I have a vertex shader as such
void main (){
vec4 wPos = modelMatrix * vec4( position , 1. );
vWorldPosition = wPos.xyz;
float mask = step(
0.,
dot(
cameraDir,
normalize(normalMatrix * aNormal)
)
);
gl_PointSize = mask * uPointSize;
gl_Position = projectionMatrix * viewMatrix * wPos;
}
I'm not entirely sure how to test the performance of the shader, and exclude other factors like overdraw. I imagine a point of size 1, arranged in a grid in screen space without any overlap would work?
Otherwise i'm curious about these tweaks:
(removes step
, removes a multiplication, introduces if
else
)
void main (){
if(dot(
cameraDir,
normalize(normalMatrix * aNormal) //remove step
) < 0.) {
gl_Position = vec4(0.,.0,-2.,.1);
gl_PointSize = 0.;
} else {
gl_PointSize = uPointSize; //remove a multiplication
vec4 wPos = modelMatrix * vec4( position , 1. );
vWorldPosition = wPos.xyz;
gl_Position = projectionMatrix * viewMatrix * wPos;
}
}
vs something like this:
void main (){
if(dot(
cameraDir,
normalize(normalMatrix * aNormal)
) < 0.) {
gl_Position = vec4(0.,.0,-2.,.1);
return;
}
gl_PointSize = uPointSize;
vec4 wPos = modelMatrix * vec4( position , 1. );
vWorldPosition = wPos.xyz;
gl_Position = projectionMatrix * viewMatrix * wPos;
}
Will these shaders behave differently and why/how?

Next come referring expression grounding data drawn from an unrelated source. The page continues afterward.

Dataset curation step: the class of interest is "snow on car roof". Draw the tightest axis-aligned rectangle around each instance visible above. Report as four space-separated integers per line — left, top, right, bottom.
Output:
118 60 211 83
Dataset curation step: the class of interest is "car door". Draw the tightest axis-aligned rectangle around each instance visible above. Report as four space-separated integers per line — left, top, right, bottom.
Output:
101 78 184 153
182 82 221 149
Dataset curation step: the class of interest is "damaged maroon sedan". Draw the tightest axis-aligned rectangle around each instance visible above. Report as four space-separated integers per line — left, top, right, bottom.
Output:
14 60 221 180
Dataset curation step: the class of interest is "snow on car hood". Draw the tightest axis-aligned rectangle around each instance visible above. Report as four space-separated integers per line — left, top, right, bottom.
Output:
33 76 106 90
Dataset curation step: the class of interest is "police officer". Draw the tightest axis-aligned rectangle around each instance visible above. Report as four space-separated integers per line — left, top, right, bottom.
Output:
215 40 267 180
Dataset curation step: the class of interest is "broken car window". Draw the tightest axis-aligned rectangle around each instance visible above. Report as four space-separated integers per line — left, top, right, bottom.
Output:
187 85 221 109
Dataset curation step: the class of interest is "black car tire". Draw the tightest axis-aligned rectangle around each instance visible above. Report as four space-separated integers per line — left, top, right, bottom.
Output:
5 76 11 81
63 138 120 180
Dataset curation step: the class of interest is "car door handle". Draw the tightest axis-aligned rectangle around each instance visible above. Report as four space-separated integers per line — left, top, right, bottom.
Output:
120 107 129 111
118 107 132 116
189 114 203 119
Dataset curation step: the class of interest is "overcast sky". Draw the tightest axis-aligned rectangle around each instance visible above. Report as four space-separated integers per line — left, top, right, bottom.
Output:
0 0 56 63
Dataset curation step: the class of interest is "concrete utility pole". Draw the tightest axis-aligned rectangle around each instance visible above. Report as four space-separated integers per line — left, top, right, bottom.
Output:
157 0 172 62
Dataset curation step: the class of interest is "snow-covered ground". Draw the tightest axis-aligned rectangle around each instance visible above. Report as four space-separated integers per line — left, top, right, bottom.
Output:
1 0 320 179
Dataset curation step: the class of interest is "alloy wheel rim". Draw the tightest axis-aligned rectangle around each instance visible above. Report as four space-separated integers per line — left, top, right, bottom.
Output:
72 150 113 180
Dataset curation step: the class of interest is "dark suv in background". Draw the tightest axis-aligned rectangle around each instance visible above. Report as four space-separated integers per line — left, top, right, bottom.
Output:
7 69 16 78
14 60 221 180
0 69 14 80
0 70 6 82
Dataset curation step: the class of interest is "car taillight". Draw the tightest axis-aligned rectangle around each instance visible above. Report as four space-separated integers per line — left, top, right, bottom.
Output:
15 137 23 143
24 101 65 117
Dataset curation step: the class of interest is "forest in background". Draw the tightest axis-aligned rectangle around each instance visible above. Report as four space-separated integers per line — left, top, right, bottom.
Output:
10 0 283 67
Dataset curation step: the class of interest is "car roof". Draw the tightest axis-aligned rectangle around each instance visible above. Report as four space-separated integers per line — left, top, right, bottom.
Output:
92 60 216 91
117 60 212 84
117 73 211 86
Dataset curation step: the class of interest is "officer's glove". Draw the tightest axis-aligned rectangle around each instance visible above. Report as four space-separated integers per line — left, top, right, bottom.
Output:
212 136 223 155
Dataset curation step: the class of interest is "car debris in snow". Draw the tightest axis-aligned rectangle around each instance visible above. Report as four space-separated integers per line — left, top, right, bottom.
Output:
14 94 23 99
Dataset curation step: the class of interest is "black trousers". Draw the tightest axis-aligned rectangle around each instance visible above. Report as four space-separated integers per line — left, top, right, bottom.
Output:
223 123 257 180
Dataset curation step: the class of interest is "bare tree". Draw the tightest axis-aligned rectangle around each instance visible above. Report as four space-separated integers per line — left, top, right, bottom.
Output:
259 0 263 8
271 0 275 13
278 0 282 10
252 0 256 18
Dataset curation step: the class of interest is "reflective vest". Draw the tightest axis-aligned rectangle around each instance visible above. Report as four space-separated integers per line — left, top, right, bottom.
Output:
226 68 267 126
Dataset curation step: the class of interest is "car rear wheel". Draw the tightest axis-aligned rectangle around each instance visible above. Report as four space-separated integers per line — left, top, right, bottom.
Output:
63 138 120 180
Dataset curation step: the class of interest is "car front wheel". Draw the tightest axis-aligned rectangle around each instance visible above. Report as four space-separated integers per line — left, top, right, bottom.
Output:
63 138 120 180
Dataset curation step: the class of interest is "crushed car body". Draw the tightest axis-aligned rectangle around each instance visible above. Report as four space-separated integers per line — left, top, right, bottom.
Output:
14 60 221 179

I'm interested if there is a something to quantify the difference in performance.
- Is there some value, like number of MADs or something else that the different code would obviously yield?
- Would different generation GPUs treat these differences differently?
- If the step version is guaranteed to be fastest, is there a known list of patterns of how branching can be avoided, and which operations to prefer? (Like using
floor
instead ofstep
could also be possible?):
.
float condition = clamp(floor(myDot + 1.),0.,1.); //is it slower?